Was die Rolle der Sarah Blume angeht, bestand McCarthys Aufgabe darin, eine Schauspielerin zu finden, die sowohl Erfahrung mitbringt als auch sich vollends mit dem Material identifiziert. Vorhang auf für Taylor Schilling, die von der Kritik hochgelobte Hauptdarstellerin der Netflix-Serie „Orange is the New Black“. Als ihr Agent ihr THE PRODIGY anpries, wollte sie eigentlich gerade eine Auszeit in Indien antreten.

Dass daraus nichts wurde, ist vor allem der hohen Qualität des Drehbuchs zu verdanken. „Ich wollte es sofort annehmen“, sagte Schilling. „Das Drehbuch machte so viel Spaß, ich verschlang es in 45 Minuten. Es war einfach atemberaubend.“

Die zweite und ebenso wichtige Besetzungshürde für die Filmemacher war die Verpflichtung eines jungen Schauspielers, der Miles Blume überzeugend darstellen konnte. Dafür stand Jackson Robert Scott von Anfang an ganz oben auf der Auswahlliste, der durch seine unglaubliche Leistung in Stephen Kings „Es“-Reboot, in dem er Georgie spielt, zu großer Berühmtheit gelangt ist.
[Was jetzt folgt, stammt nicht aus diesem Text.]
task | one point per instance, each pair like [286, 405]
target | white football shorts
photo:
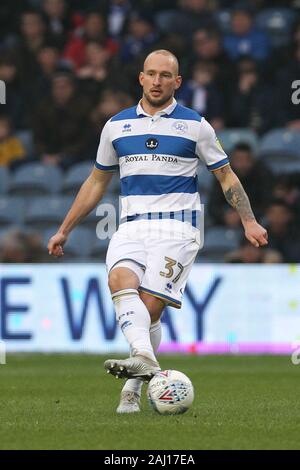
[165, 249]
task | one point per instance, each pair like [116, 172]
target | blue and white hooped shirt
[158, 158]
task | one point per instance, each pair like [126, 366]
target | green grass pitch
[68, 402]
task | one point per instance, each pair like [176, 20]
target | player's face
[159, 79]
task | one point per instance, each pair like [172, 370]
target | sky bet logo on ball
[151, 143]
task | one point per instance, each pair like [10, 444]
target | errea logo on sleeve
[126, 128]
[2, 92]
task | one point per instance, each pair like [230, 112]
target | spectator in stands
[93, 74]
[186, 18]
[62, 128]
[117, 14]
[286, 188]
[11, 147]
[249, 254]
[9, 74]
[140, 38]
[19, 247]
[244, 39]
[207, 46]
[288, 111]
[256, 179]
[202, 94]
[284, 236]
[49, 62]
[93, 29]
[59, 19]
[250, 100]
[110, 103]
[33, 36]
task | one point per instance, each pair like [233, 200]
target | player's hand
[256, 234]
[56, 243]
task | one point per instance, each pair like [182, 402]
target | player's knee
[154, 306]
[122, 278]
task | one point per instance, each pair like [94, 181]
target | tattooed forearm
[237, 198]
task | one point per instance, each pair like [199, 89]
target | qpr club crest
[180, 127]
[151, 143]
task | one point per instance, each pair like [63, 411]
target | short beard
[157, 103]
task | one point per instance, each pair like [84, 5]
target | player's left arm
[238, 199]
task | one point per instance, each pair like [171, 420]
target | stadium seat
[36, 179]
[45, 211]
[218, 241]
[12, 210]
[78, 246]
[277, 22]
[229, 138]
[75, 176]
[223, 19]
[279, 144]
[4, 179]
[282, 166]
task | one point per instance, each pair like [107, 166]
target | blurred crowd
[69, 66]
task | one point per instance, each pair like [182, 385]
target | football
[170, 392]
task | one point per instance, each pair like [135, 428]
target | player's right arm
[86, 200]
[90, 192]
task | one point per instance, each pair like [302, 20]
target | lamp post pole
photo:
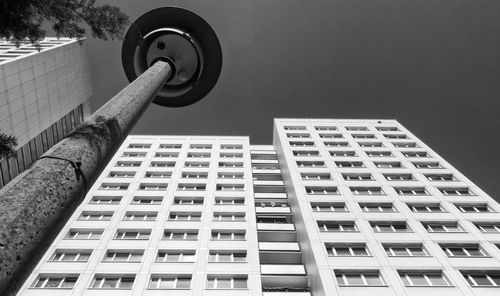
[45, 194]
[172, 58]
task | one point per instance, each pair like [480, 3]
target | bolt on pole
[34, 205]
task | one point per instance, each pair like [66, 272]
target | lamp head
[186, 41]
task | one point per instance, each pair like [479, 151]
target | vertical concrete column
[35, 205]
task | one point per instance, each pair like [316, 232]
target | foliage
[21, 20]
[7, 144]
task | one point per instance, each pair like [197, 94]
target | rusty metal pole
[34, 205]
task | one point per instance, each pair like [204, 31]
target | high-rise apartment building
[333, 207]
[44, 94]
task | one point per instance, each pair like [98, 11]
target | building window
[158, 174]
[170, 282]
[411, 191]
[442, 227]
[55, 281]
[185, 216]
[427, 165]
[301, 144]
[379, 153]
[167, 154]
[405, 250]
[186, 200]
[357, 177]
[198, 155]
[480, 278]
[395, 136]
[228, 235]
[337, 226]
[230, 164]
[354, 249]
[363, 136]
[377, 207]
[311, 164]
[194, 175]
[395, 226]
[123, 256]
[140, 216]
[110, 200]
[230, 187]
[132, 234]
[359, 278]
[440, 177]
[456, 191]
[170, 146]
[226, 282]
[231, 146]
[463, 250]
[95, 216]
[229, 217]
[229, 200]
[417, 278]
[325, 128]
[399, 177]
[488, 227]
[387, 128]
[230, 175]
[343, 153]
[113, 186]
[329, 207]
[113, 282]
[227, 256]
[317, 190]
[294, 128]
[84, 234]
[336, 144]
[388, 165]
[331, 136]
[134, 154]
[425, 208]
[370, 144]
[316, 176]
[231, 155]
[367, 191]
[139, 146]
[415, 154]
[176, 256]
[191, 187]
[405, 145]
[474, 208]
[356, 128]
[162, 164]
[191, 234]
[200, 146]
[71, 255]
[147, 200]
[305, 153]
[121, 174]
[298, 135]
[349, 164]
[153, 187]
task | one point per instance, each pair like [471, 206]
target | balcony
[280, 195]
[268, 182]
[285, 285]
[282, 269]
[279, 246]
[271, 208]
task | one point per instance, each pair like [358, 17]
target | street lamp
[172, 57]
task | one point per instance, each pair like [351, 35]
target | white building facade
[333, 207]
[44, 94]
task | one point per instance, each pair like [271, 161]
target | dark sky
[433, 65]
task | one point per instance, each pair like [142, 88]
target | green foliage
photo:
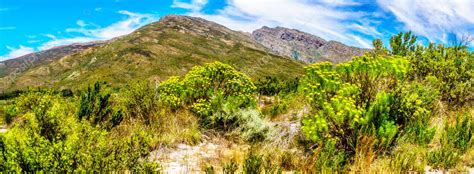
[10, 113]
[379, 116]
[345, 99]
[253, 164]
[412, 106]
[460, 134]
[455, 141]
[204, 82]
[273, 85]
[444, 157]
[96, 107]
[171, 92]
[451, 68]
[223, 98]
[49, 138]
[230, 167]
[209, 170]
[329, 158]
[139, 100]
[402, 43]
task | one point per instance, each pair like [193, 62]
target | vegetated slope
[157, 51]
[17, 65]
[304, 46]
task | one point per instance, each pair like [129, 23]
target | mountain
[304, 46]
[169, 47]
[17, 65]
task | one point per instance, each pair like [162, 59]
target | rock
[304, 46]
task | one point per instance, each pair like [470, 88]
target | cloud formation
[17, 52]
[330, 19]
[194, 5]
[120, 28]
[132, 22]
[434, 20]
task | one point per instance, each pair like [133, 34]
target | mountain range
[170, 47]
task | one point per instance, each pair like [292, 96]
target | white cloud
[329, 19]
[7, 28]
[81, 23]
[433, 19]
[194, 5]
[132, 22]
[16, 52]
[65, 41]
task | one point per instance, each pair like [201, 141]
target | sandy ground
[193, 159]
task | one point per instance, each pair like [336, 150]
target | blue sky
[33, 25]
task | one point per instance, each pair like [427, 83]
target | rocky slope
[157, 51]
[12, 68]
[304, 46]
[20, 64]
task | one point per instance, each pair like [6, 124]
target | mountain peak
[304, 46]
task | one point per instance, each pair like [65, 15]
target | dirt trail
[193, 159]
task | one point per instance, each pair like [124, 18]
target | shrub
[95, 105]
[230, 167]
[460, 134]
[253, 164]
[269, 85]
[329, 158]
[171, 92]
[444, 157]
[218, 78]
[49, 138]
[220, 96]
[451, 66]
[139, 100]
[456, 139]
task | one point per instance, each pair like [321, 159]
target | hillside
[304, 46]
[157, 51]
[9, 69]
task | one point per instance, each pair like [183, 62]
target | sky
[34, 25]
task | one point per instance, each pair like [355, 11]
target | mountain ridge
[168, 47]
[303, 46]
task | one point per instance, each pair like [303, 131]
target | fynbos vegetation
[400, 108]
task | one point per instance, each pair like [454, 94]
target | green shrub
[444, 157]
[96, 107]
[204, 82]
[230, 167]
[171, 92]
[460, 134]
[223, 98]
[455, 141]
[269, 85]
[253, 164]
[49, 138]
[451, 66]
[329, 158]
[139, 100]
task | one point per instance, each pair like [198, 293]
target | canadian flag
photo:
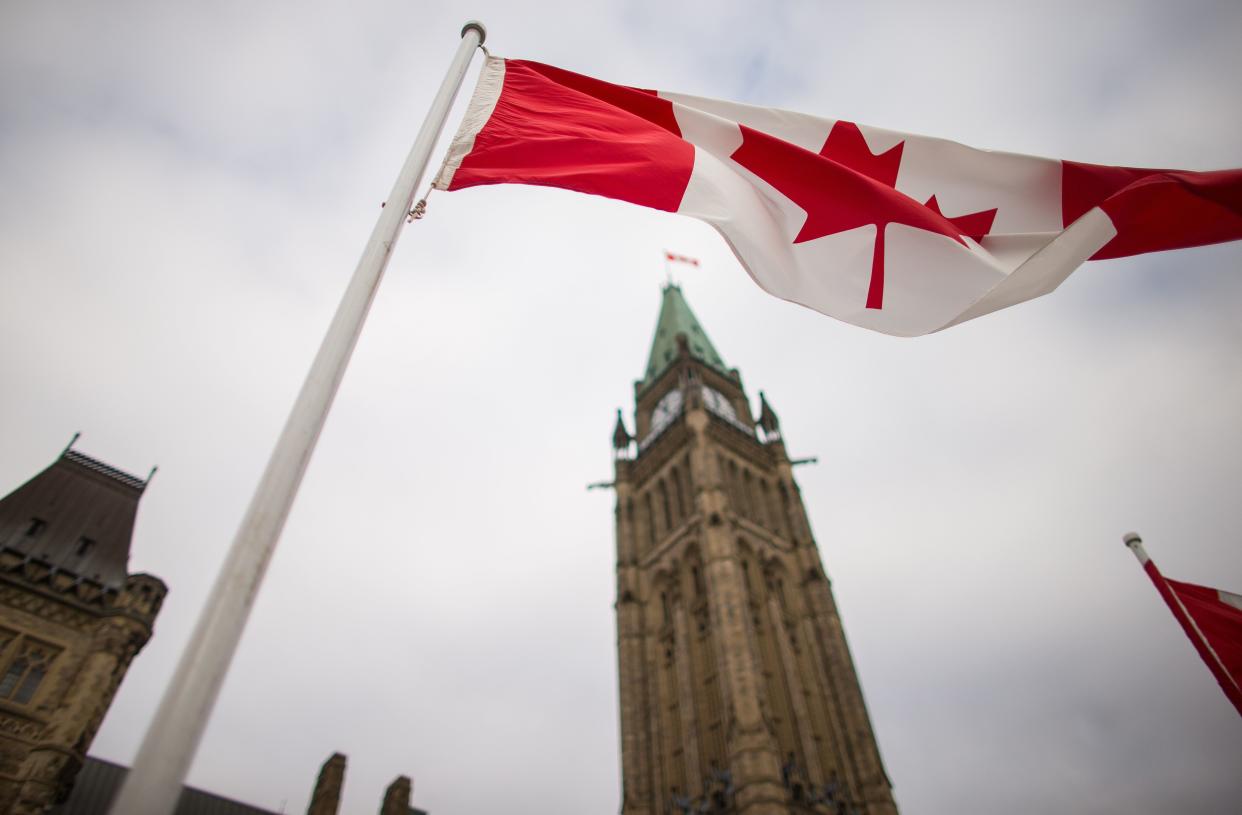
[902, 234]
[1211, 618]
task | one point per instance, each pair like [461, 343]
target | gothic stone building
[738, 692]
[71, 620]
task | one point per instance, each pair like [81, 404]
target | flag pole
[1206, 652]
[154, 783]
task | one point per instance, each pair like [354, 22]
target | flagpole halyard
[154, 783]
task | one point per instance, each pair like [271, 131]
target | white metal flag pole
[154, 784]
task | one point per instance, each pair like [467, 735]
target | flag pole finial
[477, 26]
[1134, 543]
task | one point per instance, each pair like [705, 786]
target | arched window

McCarthy über Scott: „Wenn die Kamera aus ist, ist Jackson einfach nur ein großartiger Junge. Aber wenn sie an ist, wird aus ihm ein kleiner Leonardo DiCaprio.“

Da THE PRODIGY in Toronto gedreht wurde, das hier für Philadelphia einsteht, passte es perfekt, Sarahs Ehemann John mit Peter Mooney zu besetzen – einem Kanadier, bekannt durch seine Rolle als Nick Collins in der erfolgreichen kanadischen Serie „Rookie Blue“. „John ist eine interessante Figur, weil er in Sarahs und Miles Welt eine Co-Star-Rolle spielt und innerhalb dieses Rahmens ein vollwertiges Profil entwickeln muss“, sagt McCarthy. „Peter hat es wirklich verstanden, aus John eine eigenständige Person zu machen, die in den vielen herausfordernden und emotional aufgeladenen Szenen mit Jackson bestehen kann.“

Die letzte wichtige Hauptrolle, die des Dr. Arthur Jacobson, wurde mit Colm Feore besetzt, einem renommierten Schauspieler, den Produzent Tripp Vinson nach ihrer letzten Zusammenarbeit bei „Der Exorzismus von Emily Rose“ unbedingt erneut besetzen wollte. Der Grund dafür ist einfach: Feore, ein in Boston geborener Kanadier, ist einer der angesehensten und altgedienten Charakterschauspieler dieser Zeit. In den letzten 35 Jahren hat er in über 150 Filmen und Serien mitgewirkt.